L’éclatement et l’atonie du débat intellectuel en matière


politique et sociale après 1989 dans l’Allemagne réunifiée
11 La caractéristique majeure de la nouvelle configuration intellectuelle, en germe
dans la Tendenzwende des années 1970 et apparue au grand jour au cours des
années 1980, est la quasi-disparition de la fonction critique exercée
précédemment par les intellectuels : on assiste à un tarissement de la critique
politique et sociale et à une raréfaction des débats et des manifestes qui ont
marqué la période précédente ; le changement qualitatif est indéniable. En effet,
depuis ces années d’affrontement, il n’y a plus eu d’intervention intellectuelle
collective aussi imposante. Certes, les années 1980 ont connu le débat des
historiens sur le nazisme – le fameux Historikerstreit de 1986 –, mais il s’est agi
là d’un débat d’initiés, à caractère très universitaire et à l’issue incertaine. Quant
au débat du début des années 1990 relatif à l’unification allemande, « unification
manquée » selon les intellectuels, il a lui aussi gardé un caractère relativement
académique, portant principalement sur l’identité allemande. Il a réuni des
intellectuels est- et ouest-allemands autour de Günter Grass, opposé à une
Allemagne « une », selon lui inévitablement impérialiste et dangereuse pour ses
voisins, et de Jürgen Habermas, critique face à la fascination des Allemands de
l’Est pour le « deutsche Mark » (DM-Nationalismus). Ce débat a d’ailleurs eu un
caractère décalé, quelque peu irréel, très certainement parce que les jeux étaient
faits et que les solutions de « troisième voie » souhaitées entre autres par Günter
Grass et Christa Wolf – qui voulait « sauver l’utopie » – sont apparues dès lors
comme des causes perdues ; la « belle utopie » (Helga Königsdorf) était devenue
illusoire20.
12 Il n’y a pas davantage de débats de fond en matière de politique extérieure, et plus
particulièrement en ce qui concerne l’engagement militaire de l’Allemagne. Certes,
la critique des intellectuels est unanime face à la guerre du Golfe de 1991, et
l’attitude est également critique, marquée au coin du pacifisme dominant – « Nie
wieder Krieg ! » (« Plus jamais la guerre ! ») –, dans le débat sur l’intervention de
la Bundeswehr dans le conflit yougoslave tout au long des années 1990 – et ce, au
nom du passé allemand, en souvenir du bombardement de Belgrade par la
Wehrmacht. Mais quand, en 1999, le gouvernement Schröder se prononce en
faveur de la participation de la Bundeswehr à l’intervention de l’OTAN au Kosovo,
en rupture avec la tradition pacifiste qui a prévalu jusque-là, les intellectuels, loin
de se rebeller, emboîtent le pas des politiques, comme si ce revirement subit, dont
l’artisan aura été paradoxalement le leader des Verts Joschka Fischer, les avait
pris de court.
13 Toujours est-il qu’après les tirs nourris et groupés des intellectuels progressistes
des années 1960 à 1980, on n’assiste plus par la suite qu’à des escarmouches, des
tirs sporadiques sur des cibles éparses, et que des dissonances commencent à faire
leur apparition. D’ailleurs, dès 1994, Hans Magnus Enzensberger avait amorcé
une réflexion sur ce qu’il appelle la « guerre civile moléculaire21 », où il mettait en
avant le fait que la violence était devenue indépendante des considérations
idéologiques, qu’elle n’était plus le monopole des régimes totalitaires et que la
tendance à l’autodestruction croissait – il parlait d’un autisme de la violence et
d’une érosion des convictions : en tout cas, selon lui, la « barbarisation est en
marche » – ; en cela, Enzensberger allait dans le sens de la « désidéologisation »
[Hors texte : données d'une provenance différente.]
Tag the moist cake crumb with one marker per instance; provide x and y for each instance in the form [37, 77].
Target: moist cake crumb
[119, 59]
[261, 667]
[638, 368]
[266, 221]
des conflits et contribuait ainsi à l’affaiblissement des positions pacifistes ! Quant
à Peter Handke, de retour en 1996 d’un voyage en Bosnie serbe, alors que l’Europe
est frappée d’effroi par le massacre de Srebrenica, il rapporte, à contre-courant de
l’opinion dominante, les souffrances des Serbes et refuse de condamner Milosevic.
14 Mêmes dissonances dans les réactions des intellectuels aux attentats du
11 septembre 2001 et aux guerres qui ont suivi. En mai 2002, en réponse au
manifeste de 60 savants américains déclarant que la guerre contre le terrorisme
était une guerre juste et justifiant l’intervention américaine en Afghanistan, 103
intellectuels allemands publient un contre-manifeste intitulé « Eine Welt der
Gerechtigkeit und des Friedens sieht anders aus » (« Un monde de justice et de
paix présente un autre visage »). On y trouve les noms de Walter Jens, Horst-
Eberhart Richter, Friedrich Schorlemmer, Günter Wallraff, mais pas d’autres
ténors. Or le manifeste passe relativement inaperçu, le seul écho rencontré ayant
été la réplique de Peter Schneider qui, dans la rubrique « débat » du Spiegel22,
dénonce le moralisme des intellectuels de gauche allemands « donneurs de
leçon », ainsi que leur absence de discernement, leur incapacité à distinguer les
actes de terrorisme de « fascistes islamistes » et la réponse « justifiée » des
Américains – Peter Schneider utilise ici le concept de « guerre justifiée »
(gerechtfertigter Krieg), dont il dit qu’il s’applique à la guerre que les Alliés ont
menée contre l’Allemagne nazie et l’Italie fasciste et qui peut légitimement
s’appliquer ici à l’intervention alliée en Afghanistan.
15 Pour ce qui est de la guerre en Irak, il n’y a pas davantage de front intellectuel uni.
Il existe certes une sorte d’unanimité dans la réprobation, mais des dissonances se
font jour, chacun réagissant à sa manière, en menant une sorte de « combat »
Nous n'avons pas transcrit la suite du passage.